It hadn’t been a coincidence when he and Weasel Face had shown up downtown the other day. They’d been together, probably meeting for coffee or something. Was that what all of his talk of amends and reconciliation had been about? An opportunity to get her and Henry in front of a camera so he could make some quick cash?

Appalled curiosity pushed her to her feet. Richard wasn’t a bad parent. He was an irredeemably lousy parent. A bad man. A bad person.

“Do you even have a soul?”

Richard stood up slowly, eyes hard. “It was going to be a tasteful article. I was planning to give you the money for his college savings.”

She couldn’t even think what to say to that. His defense belonged to some moral nationality so completely foreign to her own, she didn’t even speak the language.

“Stay away from him.”

“From Henry? Not a chance. He’s my son.”

“Not anymore. Let me try to make this clear to you. You are not the custodial parent. You don’t get to make decisions on Henry’s behalf. You don’t get to sign release forms for photographers or accept their filthy money. You don’t get to exploit your own son. The only thing you were allowed to do was visit him, under supervision, one day a week, and even that you f*cked up. You’re a despicable excuse for a father, Richard. You don’t deserve him.”

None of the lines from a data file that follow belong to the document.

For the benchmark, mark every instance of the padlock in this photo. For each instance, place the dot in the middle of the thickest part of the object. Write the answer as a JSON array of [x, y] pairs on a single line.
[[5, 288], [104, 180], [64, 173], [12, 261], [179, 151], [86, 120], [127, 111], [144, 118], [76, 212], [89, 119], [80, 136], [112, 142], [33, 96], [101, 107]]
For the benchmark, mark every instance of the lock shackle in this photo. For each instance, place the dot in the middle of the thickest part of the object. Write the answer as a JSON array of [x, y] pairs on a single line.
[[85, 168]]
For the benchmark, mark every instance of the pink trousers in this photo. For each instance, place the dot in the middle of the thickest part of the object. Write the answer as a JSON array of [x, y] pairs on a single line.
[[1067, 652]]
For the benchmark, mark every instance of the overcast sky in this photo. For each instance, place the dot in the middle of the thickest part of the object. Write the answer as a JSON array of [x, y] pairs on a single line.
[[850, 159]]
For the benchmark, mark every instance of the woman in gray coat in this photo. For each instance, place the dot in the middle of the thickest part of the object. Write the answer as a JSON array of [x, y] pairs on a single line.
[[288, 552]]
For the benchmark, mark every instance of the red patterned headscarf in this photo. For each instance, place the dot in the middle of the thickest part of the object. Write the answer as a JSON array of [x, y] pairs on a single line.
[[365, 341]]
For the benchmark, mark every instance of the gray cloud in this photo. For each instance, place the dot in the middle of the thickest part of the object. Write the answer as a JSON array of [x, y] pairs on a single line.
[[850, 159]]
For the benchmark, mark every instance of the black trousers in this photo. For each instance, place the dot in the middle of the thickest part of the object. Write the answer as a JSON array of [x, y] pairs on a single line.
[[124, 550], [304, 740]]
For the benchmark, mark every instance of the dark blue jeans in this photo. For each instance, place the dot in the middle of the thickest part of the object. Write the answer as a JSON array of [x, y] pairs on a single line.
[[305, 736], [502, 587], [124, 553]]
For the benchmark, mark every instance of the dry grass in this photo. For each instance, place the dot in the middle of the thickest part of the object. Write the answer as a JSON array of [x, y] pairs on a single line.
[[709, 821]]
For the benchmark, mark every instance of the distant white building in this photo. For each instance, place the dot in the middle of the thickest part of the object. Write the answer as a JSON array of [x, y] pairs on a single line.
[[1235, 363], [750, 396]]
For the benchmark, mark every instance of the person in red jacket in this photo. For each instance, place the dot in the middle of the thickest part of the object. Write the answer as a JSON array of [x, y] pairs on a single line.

Ellen pointed down the driveway, noticing as she turned that Caleb was watching from a few feet away. “I want you to leave.”

Richard shook his head as if she were off her rocker. “You can’t tell me to go. This is my mother’s house.”

“If you ever want to see him again, you’ll leave right now, and you’ll stay away until I tell you to come back. If you don’t, I’m taking him home, and Monday morning I’ll file a request to get your visitation rights revoked.”

Richard stared at her slack-jawed. For once, he’d actually listened to her. “You wouldn’t do that.”

“Try me.”

“Why are you being such a bitch?”

“Watch your mouth, a*shole,” Caleb said, stepping closer.

“I’m being a bitch because nothing else works,” she told Richard. “When I’m nice to you, you walk all over me. You use me, and you use my son.”

“Screw you, Ellen.” Richard’s mouth twisted into an ugly sneer. Caleb closed the last steps between them and clamped one big hand onto Richard’s shoulder. Richard glared at him, twisting out from under his grasp. “Screw both of you.”

He clomped to his car in his motorcycle boots and drove away, leaving in search of a drink or somebody else to make miserable.

Ellen went inside. Henry was using cookie cutters to make stars and hearts with Play-Doh, and Maureen was weeping gently while loading the dishwasher.

She wiped her eyes when she saw Ellen.

“I’m so sorry,” she said. “I didn’t know he was going to do that. I went out to the store to buy some diapers—Richard said we were out of diapers—and I guess we were, though I could’ve sworn . . .” Her face went slack for a moment, heavy and doughy. She looked older than her age. Older than Ellen had ever seen her.

When she spoke again, she sounded like exactly what she was: a mother whose son had broken her heart a hundred times. “And when I got back, that man was here, and Richard said he wanted everyone to see what a beautiful family he had.” She sniffled. Ellen handed her a tissue from the box on the counter. “He said he hoped that you—”

“Don’t,” Ellen said. She didn’t want to hear Richard’s justification. She didn’t really want to leave her son with Maureen right now, either, but what was she supposed to do? She could hardly take him home. There were hundreds of people crowding her cul-de-sac. Strangers getting handcuffed in the driveway. He’d be safer with his grandmother, provided Caleb’s agents stayed on site and Maureen located her good sense.

“You’re not supposed to leave him with Richard.”

“I know. I’ve never done it before. I hope you know that.”

“I thought I did. Just . . . just don’t let him do it again. Until I tell you different, Richard doesn’t see Henry at all.”

Maureen nodded. “I understand. I . . . It’s hard, you know?”

“Sure.” She didn’t know what Maureen meant, but she was willing to agree. Everything was hard.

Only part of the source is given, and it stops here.